I’ll start off the debate on trinities in various religions with a very simple (sceptical) observation:
I very much doubt it makes sense to pretend the various trinities in various religions can be equated. Father-Son-Holy Spirit is the Christian trinity and it says something about the relationship between the divine and each individual, as well as about how God relates to man. The son is said to have died for us, while the Father stayed immaculate, or something. The Holy Spirit is the one way in which God can communicate with normal human beings like us – and I would say it might (with a stretch) be equated with our Buddhi: that which mediates between the divine (Atman) and our ordinary personalities (kama-manas).
That is a decent theosophical interpretation of the Christian trinity.
The Hindu trinity of Brahman, Vishnu, Shiva is very different. Those three gods are separate in more myths than they are united. To gather them together as creator, preserver, destroyer is to simplify each. Both Vishnu (through Krishna) and Shiva are worshiped as primary divinities by droves of Hindu’s. Each has their character. Vishnu has his 10 incarnations. Shiva is both ascetic and married. Lovely tales are told of each. The point is – to see Shiva as only the destroyer, when there are also myths of him creating is to minimize him. Similarly, Vishnu is a very complete Absolute God in his own right.
The further step to unite these three artificially with the Christian trinity makes less sense. Which would one make the Absolute God? Which would have the relationship with mankind? Which would sacrifice himself?
Vin, yes, we always projecting, but I don’t think that negates any claims, it just reinforces ‘as above, so below’. We both reflect and are reflected, and we are all always-already involved in the very structure of the world we are examining. As I’ve said before, what we say often reveals more about us than what we are talking about. Still, if ‘thou art that’, that should be expected!
Chris, I suggest that it is a universal phenomenon (inherent within all mortal human beings) that the psyche shall issue and mirror back projections, that are characteristically littered with distortions of reality due to the incompleteness of human perception. Hence, ‘we are all of us that’.

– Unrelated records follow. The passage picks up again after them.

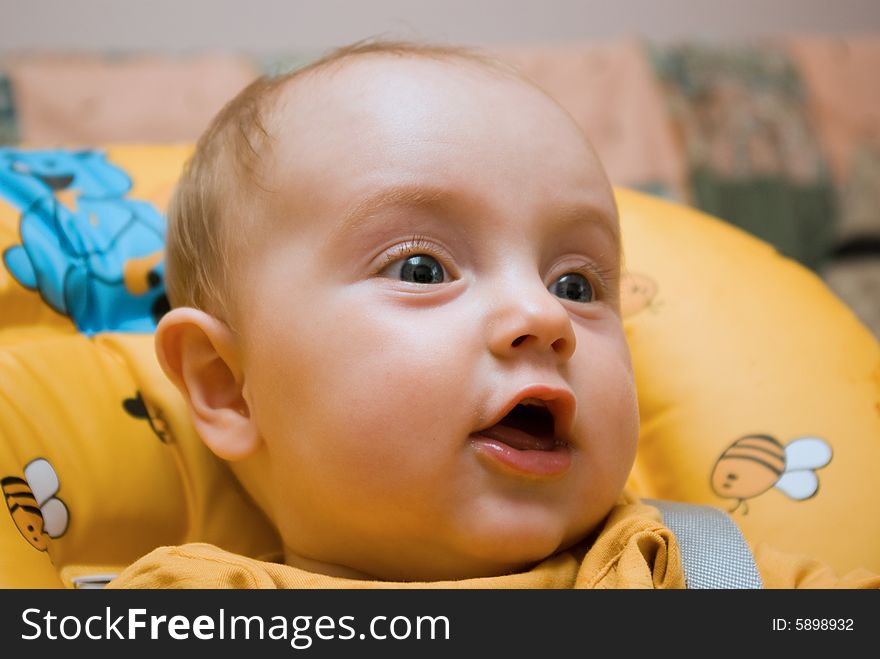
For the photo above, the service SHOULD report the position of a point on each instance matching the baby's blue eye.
(572, 286)
(421, 269)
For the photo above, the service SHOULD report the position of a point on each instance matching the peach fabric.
(841, 77)
(612, 93)
(101, 99)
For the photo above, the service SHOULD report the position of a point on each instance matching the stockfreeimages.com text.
(301, 631)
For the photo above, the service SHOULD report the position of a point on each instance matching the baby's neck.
(319, 567)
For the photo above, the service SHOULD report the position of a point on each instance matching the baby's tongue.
(525, 428)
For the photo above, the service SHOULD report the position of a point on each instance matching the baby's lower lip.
(547, 461)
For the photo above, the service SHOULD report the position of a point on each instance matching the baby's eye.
(572, 286)
(417, 269)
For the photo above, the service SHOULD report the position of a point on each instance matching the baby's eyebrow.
(399, 196)
(588, 214)
(420, 196)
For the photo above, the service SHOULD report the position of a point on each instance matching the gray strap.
(714, 553)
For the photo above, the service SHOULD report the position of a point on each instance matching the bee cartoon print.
(637, 292)
(755, 463)
(140, 408)
(38, 514)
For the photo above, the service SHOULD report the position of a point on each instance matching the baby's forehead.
(422, 125)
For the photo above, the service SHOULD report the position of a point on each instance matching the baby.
(395, 276)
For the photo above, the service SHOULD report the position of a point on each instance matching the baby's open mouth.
(529, 426)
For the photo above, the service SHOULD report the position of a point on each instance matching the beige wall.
(274, 26)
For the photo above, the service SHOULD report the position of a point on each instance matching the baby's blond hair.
(220, 191)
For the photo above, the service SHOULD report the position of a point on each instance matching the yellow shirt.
(633, 550)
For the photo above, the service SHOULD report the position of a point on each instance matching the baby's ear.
(199, 354)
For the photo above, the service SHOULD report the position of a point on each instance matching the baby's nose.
(530, 317)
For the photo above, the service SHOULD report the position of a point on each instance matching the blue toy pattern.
(91, 253)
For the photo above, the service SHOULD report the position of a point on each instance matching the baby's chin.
(488, 556)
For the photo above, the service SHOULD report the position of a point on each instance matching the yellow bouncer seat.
(759, 391)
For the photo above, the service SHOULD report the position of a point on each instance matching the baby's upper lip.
(560, 402)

The religionist calls it ‘double-mindedness’. The psychologist calls it ’split-mind’. The philosopher calls it ‘dualism’. But it is ultimately the same experience which is being observed from multiple different vantage points. We are all part of the same human condition, whether we may choose to identify it or not.

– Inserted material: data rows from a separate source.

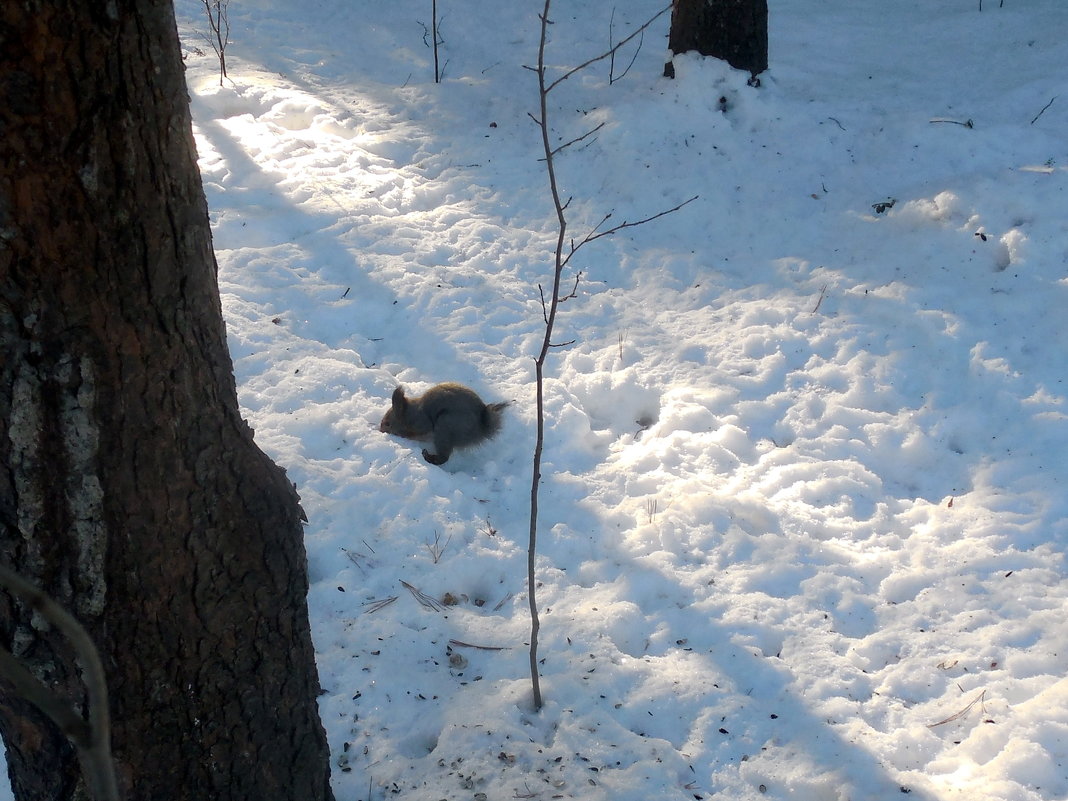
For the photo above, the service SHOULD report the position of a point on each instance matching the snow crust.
(802, 514)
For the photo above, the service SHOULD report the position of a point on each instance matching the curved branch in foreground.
(92, 739)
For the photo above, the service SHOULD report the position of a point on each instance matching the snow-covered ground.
(803, 503)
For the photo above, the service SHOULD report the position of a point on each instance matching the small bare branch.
(608, 52)
(575, 289)
(424, 599)
(625, 224)
(92, 740)
(1043, 109)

Ultimately, the above ‘is’ the below itself, the internal ‘is’ the external, the left ‘is’ the right, the past ‘is’ the future, etc.. All is ultimately one, without any true differentiations as only dualistic perception may otherwise represent to us in a context of psyche-generated illusion.
It has been a common experience of mine to see in others what they do not see in themselves. And not simply from a vantage point of egocentric projection being mirrored backward as some might prematuraly assume. The subjectivity (as opposed to objectivity) itself is typically projected from the egocentric vantage point, but we must not readily assume that objective perception and/or analysis do not exist amongst others and/or ourselves.
I suggest that there are universal archtype matrixes which are readily identifiable within every human being, as may be monitored and classified through simple observances of facial expression and voice intonation, for example. Emotive and cognitive fluctuations are easily tracked at 30-90 variances per minute along eight different lines of polarity in this context. Imbalanced emotive/cognitive patterns begin to emerge in readily classifiable fashion. This is quite a bit different from egocentric subjective projection and/or mirroring.
Divine/Human/Mediator is fine, but think we might run into some Enlightenment-esque problems by putting it in such terms. I like Augustine’s and Nagarjuna’s way of putting it a bit better because 1) it makes each element contingent upon the other two (one can imagine Divine existing without humans, but not a beloved without someone loving him) and 2) the third element is active/verbal and not an element (Mediator makes it sound like a thing that can be picked up and sectioned off, where as “doing” is relational).
Can we then say that discussions of trinity are in fact discussions about relationality? Is the present the relationality of the past and future, like the loving between a lover and beloved? It paints a fascinating picture.